Intermittent treatment after induction with fluorouracil (5-FU), leucovorin (LV), irinotecan (IRI), and panitumumab (PAN) may reduce resistance and improve safety and compliance in patients with unresectable RAS/BRAF wild-type metastatic colorectal cancer (mCRC).
Researchers conducted a prospective study to evaluate intermittent FOLFIRI plus PAN treatment’s impact on progression-free survival (PFS) and safety in patients with unresectable RAS/BRAF wild-type mCRC.
They assigned patients with unresectable RAS/BRAF wild type mCRC (1:1) to continuous FOLFIRI plus PAN (arm A) or intermittent FOLFIRI plus PAN (arm B) until progression, toxicity, or death. The primary endpoint was PFS on treatment (PFSot) at 12 months, requiring 65 patients per arm to achieve 80% power.
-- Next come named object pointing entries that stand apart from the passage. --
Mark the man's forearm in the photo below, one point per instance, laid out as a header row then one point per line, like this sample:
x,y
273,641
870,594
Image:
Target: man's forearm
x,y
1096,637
The results showed that at a median follow-up of 43.2 months (IQR, 35.0-50.5), the median PFSot was 11.2 months in arm A and 17.5 months in arm B. The 12-month PFSot rates were 45.7% in arm A and 58.5% in arm B. The overall response rates were 68.1% in arm A and 61.2% in arm B. The median overall survival (OS) was 36.3 months in arm A and 35.1 months in arm B. Grade >2 skin PAN-related AEs occurred in 30.3% of patients in arm A and 17.9% in arm B.
They concluded that intermittent FOLFIRI plus PAN after induction was feasible, reduced toxicity, and provided patients with more treatment-free time.